1977年に、アメリカ上院の「栄養改善委員会」がまとめた報告書『Dietary Goals(栄養の目標)』の主旨を要約すると、以下のようなものです。

(1)1日のエネルギー摂取量の55~60%を炭水化物にする 
(2)1日のエネルギー摂取量の30%まで、脂肪摂取を減らす 
(3)飽和脂肪酸(バター、ラードなど動物の脂)と不飽和脂肪酸(魚油、植物油などの油)の摂取量の比率を同等にする 
(4)コレステロールの摂取量を1日30mgまでに減らす 
(5)砂糖の摂取量を40%減らす 
(6)塩の摂取量を1日3gまでに減らす――

 そして次のようにまとめています。
 「具体的には、果物、野菜、未精白の穀物、鶏肉、魚、スキムミルク、植物油の摂取を増やし、牛乳、肉、卵、バター、砂糖・塩・脂肪の多い食物の摂取を減らすことによって、この目標は達成されなければならない‥‥」

「食事ピラミッド」

1980年代にはアメリカ農務省が食事のバランスをアメリカ国民にわかりやすく示すために、「食事ピラミッド(Food Guide Pyramid)」(右図)を作りました。

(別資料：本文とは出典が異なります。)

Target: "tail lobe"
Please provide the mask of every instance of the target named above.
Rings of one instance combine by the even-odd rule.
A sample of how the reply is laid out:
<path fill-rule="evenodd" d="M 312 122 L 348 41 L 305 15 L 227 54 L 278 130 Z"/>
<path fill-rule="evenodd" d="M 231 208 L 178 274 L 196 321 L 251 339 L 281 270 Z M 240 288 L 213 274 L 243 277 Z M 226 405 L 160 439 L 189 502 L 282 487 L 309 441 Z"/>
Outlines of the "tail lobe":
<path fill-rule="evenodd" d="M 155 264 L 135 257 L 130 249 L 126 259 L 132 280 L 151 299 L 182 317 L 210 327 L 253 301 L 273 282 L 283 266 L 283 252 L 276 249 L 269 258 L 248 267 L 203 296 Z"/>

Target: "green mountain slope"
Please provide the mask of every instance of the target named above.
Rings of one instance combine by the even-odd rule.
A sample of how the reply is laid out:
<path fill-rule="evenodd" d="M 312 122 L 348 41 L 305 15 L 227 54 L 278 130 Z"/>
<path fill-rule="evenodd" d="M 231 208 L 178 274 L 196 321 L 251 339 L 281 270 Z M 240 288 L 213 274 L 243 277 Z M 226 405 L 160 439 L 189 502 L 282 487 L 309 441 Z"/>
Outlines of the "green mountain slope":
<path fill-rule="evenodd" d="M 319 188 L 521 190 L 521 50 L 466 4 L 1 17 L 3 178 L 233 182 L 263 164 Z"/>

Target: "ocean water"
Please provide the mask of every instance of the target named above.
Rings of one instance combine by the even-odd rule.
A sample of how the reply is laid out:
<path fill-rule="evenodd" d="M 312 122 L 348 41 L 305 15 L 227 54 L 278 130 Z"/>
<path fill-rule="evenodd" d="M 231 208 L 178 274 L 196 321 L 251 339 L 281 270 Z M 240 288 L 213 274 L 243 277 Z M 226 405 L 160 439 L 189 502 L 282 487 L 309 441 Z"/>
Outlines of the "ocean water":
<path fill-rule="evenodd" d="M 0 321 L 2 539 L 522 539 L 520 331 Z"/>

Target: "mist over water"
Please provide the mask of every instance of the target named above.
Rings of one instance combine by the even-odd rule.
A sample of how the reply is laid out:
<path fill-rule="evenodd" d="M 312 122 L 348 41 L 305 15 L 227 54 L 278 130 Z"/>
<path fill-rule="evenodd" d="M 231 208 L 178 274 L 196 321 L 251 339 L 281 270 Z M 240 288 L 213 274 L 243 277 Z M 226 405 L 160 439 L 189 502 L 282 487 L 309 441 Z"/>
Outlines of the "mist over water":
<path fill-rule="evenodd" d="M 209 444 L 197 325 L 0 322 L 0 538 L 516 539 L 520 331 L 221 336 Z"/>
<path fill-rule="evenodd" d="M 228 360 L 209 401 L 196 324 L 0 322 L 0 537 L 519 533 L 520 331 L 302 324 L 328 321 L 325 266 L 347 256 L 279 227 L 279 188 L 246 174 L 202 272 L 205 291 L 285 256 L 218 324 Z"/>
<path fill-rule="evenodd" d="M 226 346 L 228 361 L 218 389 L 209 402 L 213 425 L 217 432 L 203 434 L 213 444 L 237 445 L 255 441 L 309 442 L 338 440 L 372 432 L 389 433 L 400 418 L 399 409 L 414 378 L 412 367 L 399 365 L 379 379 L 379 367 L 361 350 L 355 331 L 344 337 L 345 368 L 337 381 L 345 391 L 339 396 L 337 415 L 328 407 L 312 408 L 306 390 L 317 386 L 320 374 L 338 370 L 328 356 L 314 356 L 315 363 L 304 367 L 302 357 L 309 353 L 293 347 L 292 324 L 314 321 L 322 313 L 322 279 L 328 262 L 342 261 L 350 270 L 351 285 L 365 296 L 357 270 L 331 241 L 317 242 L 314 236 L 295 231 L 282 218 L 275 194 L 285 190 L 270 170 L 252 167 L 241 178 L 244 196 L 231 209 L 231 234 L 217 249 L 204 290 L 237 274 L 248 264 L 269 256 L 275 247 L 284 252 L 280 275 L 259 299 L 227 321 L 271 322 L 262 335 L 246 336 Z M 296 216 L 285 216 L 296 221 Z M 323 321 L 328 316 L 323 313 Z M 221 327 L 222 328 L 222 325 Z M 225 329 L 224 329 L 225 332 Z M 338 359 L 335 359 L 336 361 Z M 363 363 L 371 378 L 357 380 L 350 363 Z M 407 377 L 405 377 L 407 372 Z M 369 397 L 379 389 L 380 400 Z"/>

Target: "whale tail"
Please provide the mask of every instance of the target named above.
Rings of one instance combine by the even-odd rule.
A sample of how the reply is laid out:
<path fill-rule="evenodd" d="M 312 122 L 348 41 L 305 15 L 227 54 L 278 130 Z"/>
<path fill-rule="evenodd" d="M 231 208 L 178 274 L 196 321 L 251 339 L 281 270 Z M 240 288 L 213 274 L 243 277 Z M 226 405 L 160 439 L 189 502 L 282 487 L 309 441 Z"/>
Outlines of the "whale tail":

食べ物をいくつかの食品群に分けて、食生活全体での各食品群の重要度や摂取比率をピラミッドにして表したものです。
 以来現在まで、アメリカ人は「和食こそ世界一の健康食」*であることを理解し、ふだんの食生活でも米や豆腐・味噌などの豆製品、魚介類を多く摂るようになりました。その結果、先進国のG7加盟国としては、唯一がん死亡者が減っている国になったのです。
*但し、具体的には「元禄時代の和食」を指しています。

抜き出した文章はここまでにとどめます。